2021-07-18 17:51:08 | ブログ短編

 僕(ぼく)はネット通販(つうはん)で分身(ぶんしん)ロボットを購入(こうにゅう)した。学生(がくせい)の僕にとっては三万円は痛(いた)かったが、こいつはきっとそれ以上(いじょう)の働(はたら)きをしてくれるはずだ。
 僕は大きなケースの蓋(ふた)を開けた。そしてロボットのスイッチを入れる。すると、ロボットの目が光り僕をスキャンしたようだ。しばらくすると、ロボットの容姿(ようし)が僕とそっくりになった。これには、僕も驚(おどろ)いた。こんなに同じ顔になるなんて――。これなら、友だちにも見分(みわ)けがつかないだろう。
 ロボットは期待(きたい)どおりの働きをしてくれた。学校(がっこう)の試験(しけん)は完璧(かんぺき)で、優秀(ゆうしゅう)な成績(せいせき)で卒業(そつぎょう)できた。そして、就職活動(しゅうしょくかつどう)もこいつのおかげで一流企業(いちりゅうきぎょう)に入ることができた。これからは、こいつに仕事(しごと)をさせて、僕はのんびり遊(あそ)んで暮(く)らすことができるはずだ。
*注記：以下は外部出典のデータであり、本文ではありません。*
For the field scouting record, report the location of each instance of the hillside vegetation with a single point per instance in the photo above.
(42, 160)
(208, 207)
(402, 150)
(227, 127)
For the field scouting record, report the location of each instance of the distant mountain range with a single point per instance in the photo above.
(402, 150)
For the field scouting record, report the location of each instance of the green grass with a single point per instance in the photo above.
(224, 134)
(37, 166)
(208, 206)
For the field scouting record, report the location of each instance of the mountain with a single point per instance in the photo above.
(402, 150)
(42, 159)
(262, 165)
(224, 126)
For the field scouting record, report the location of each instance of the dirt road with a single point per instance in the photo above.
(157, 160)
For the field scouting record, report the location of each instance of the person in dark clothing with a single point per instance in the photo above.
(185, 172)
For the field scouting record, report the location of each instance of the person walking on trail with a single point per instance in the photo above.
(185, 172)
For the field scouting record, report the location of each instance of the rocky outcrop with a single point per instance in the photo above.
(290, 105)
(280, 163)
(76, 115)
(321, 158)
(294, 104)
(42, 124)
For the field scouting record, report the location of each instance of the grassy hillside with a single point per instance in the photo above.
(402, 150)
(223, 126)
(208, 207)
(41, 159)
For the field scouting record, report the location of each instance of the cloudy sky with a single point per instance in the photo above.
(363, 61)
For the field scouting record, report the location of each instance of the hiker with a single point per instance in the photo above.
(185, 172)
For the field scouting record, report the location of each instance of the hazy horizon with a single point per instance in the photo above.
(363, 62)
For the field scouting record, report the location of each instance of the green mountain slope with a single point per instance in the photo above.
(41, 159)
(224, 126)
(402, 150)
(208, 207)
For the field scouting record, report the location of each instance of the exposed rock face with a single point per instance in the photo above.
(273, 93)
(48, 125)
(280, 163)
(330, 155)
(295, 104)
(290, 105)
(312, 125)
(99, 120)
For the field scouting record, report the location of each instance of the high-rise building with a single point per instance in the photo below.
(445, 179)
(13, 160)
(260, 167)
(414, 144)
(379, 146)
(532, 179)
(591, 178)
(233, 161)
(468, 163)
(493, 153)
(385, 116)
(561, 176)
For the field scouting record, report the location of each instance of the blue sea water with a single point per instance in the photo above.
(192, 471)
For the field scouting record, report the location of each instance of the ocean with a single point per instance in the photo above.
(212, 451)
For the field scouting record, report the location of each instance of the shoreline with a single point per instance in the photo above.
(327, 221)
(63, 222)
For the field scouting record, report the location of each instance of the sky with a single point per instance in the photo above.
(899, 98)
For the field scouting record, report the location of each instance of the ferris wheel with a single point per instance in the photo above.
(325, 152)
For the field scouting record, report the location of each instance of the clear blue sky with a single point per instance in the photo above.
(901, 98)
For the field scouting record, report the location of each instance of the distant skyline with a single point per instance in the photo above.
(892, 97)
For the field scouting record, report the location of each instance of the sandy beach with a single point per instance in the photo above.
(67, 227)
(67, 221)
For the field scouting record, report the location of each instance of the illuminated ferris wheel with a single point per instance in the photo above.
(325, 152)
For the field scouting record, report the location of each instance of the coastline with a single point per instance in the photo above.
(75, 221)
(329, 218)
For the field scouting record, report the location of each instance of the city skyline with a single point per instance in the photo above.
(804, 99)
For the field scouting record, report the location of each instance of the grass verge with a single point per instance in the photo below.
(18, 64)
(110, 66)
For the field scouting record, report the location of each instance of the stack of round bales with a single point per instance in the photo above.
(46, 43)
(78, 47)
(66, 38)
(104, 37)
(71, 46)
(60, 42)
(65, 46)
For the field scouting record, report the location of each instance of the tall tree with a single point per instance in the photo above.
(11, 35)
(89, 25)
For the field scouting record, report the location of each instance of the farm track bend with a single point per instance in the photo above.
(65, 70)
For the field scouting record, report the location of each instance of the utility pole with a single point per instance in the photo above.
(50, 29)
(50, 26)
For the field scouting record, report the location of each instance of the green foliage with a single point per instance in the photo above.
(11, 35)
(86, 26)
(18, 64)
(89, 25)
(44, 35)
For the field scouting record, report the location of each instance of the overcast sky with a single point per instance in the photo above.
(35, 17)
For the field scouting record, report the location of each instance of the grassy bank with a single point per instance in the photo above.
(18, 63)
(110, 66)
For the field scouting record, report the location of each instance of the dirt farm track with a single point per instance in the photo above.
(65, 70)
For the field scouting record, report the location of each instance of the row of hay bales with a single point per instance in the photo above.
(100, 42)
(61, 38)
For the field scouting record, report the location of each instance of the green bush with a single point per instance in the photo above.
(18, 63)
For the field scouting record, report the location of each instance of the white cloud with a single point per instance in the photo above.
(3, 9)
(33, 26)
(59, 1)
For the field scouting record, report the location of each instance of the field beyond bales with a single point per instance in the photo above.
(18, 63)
 ある朝、目覚(めざ)めると――。僕は、狭(せま)いケースの中に押(お)し込まれていた。これはいったい、どういうことだ。僕は、ケースを叩(たた)いて助(たす)けを求(もと)めた。いくら声を張(は)り上げても助けは来ない。どうやら、トラックで運(はこ)ばれているようだ。――どのくらいたったろう。目的地(もくてきち)に着(つ)いたようだ。トラックの扉(とびら)が開く音がした。誰(だれ)かが、ケースを動かした。僕は、必死(ひっし)に声を張り上げて、ケースを叩いた。すると、人の声がした。
「おい、中で起動(きどう)してるぞ。ちゃんと電源(でんげん)を切(き)ってなかったのかな?」
「まあ、いいさ。故障(こしょう)で戻(もど)って来たヤツだから、どうせこのまま廃棄処分(はいきしょぶん)されるんだ」
<つぶやき>あら、どうなっちゃうの? 楽(らく)ばかりしてるから、こんなことになるんだぞ。